The BMW Alpine xDrive Experience pairs us up with all the partners we’ll need to dance on ice/snow
Southern Hemisphere Proving Ground, New Zealand – A helicopter may be the quickest way up the mountain, but when your four wheels are on ice/snow, the ‘funnest’ way around has to be slippy, sliding sideways, even if you’re going nowhere but around a ginormous drift circle.
The only drama in your life should be the sort that goes on when your car is dancing on ice, because as far as driving programmes go, driving on ice/snow is the bee’s knees.
Naysayers here often decry ice/snow driving programmes, but that’s because many of them don’t have a clue as to the fun they’re missing. In short, ice/snow driving is the most fun we’ve had in our 18 years in the automotive industry, and that’s going through all manner of driving activities.
Of course, you could achieve the same low-grip results on a skid-pan, but there’s no fun in that because you don’t get the same dramatic rooster-tail snow plume as when you’re carving a path through the snow.
Ever hit an oil patch or lost grip on a greasy bit of road in sunny Singapore? If you have your wits about you, it might result in a white-knuckle moment and possibly stained undies, and with quick reactions, your car will emerge unscathed. Under less favourable auspices, you might panic, wipe out against the armco and end up with bruises to both body and ego.
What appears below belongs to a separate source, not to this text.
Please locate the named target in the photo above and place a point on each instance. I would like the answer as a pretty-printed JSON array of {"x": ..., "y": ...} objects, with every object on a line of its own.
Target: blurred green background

We’re with BMW at the Southern Hemisphere Proving Grounds on New Zealand’s South Island for a bout of ice/driving… in June – probably the only place you can do it at this time of year. It’s a sprawling 490-hectare facility with properly segregated high-security tracks and plush hospitality areas, and is open from June to August to many brands for winter testing purposes... or simply for respective brand customers to have a bit of fun.
Most of the serious car brands offer ice/snow driving programmes with differing levels of complexity, and the BMW New Zealand one we’ve joined is a tasty teaser before you sink your teeth into more intense programmes. BMW Korea has a driving facility very close to the Incheon Airport that also offers the public an introductory ice/snow programme, so that’s a good alternative if you’re looking for something closer to Singapore.
Ice/snow driving is all about the nuances of car control, and training your muscle memory to respond instinctively the moment you feel the rear losing grip. It’s also a lot about finesse over ham-fisted enthusiasm, because if you barrel too quickly into a corner on ice/snow/water, the car will just plough-on and understeer.
The knack is achieving a knife’s edge balance as you skirt around the traction circle, before giving the gas pedal a big boot to unsettle the rump-end once you feel the front-end has gripped.
As the rear starts to slide, you can either correct it immediately with a whiff of opposite lock, or proceed to kick-loose with a continuous drift, which you learn to control and fine-tune using the throttle instead of agitating with the steering wheel.
Best of all, the speeds at which all this occurs (winter tyres, but no studs) are relatively low (compared to say, the high-two- and three-digit-speeds you’d see in the dry), so everything is nice, slow and progressive – plenty of time to practise your seat-of-pants feel and steering/throttle drills before moving on to the full track experience offered by some of the other brands. As one’s confidence and skill grows, it’s possible to progress to studded tyres, which offer more grip in ice/snow, and consequently, higher speeds and greater thrills.
The other thing about driving on ice/snow is it’s a great leveller, and for the purposes of our day’s exercises, demonstrated that big engine firepower doesn’t necessarily translate to the biggest smile, and vice versa.
If anything, the largest difference comes from the drivetrain, since rear-drive and the all-wheel-drive of the X models behave differently – the all-wheel-drivetrain caught us out initially when we applied the same amount of opposite lock as we would in a rear-driven car, because the tyres would suddenly grip and start pulling you awry!
As with most things, it’s about patience, practice and more practice. Get frustrated too quickly and everything will go pear-shaped, since swift progress on ice/snow only comes with a clear head. In fact, when you’re holding that perfect continental drift around the drift circle amidst the tranquility of the alien alpine landscape, it’s easy to shut out everything else and attain a Zen-like state, so it seems as though it is just you, the car and the great outdoors... until that is, your co-driver pipes up plaintively to say, “I’m going to be ill, stop and let me out.”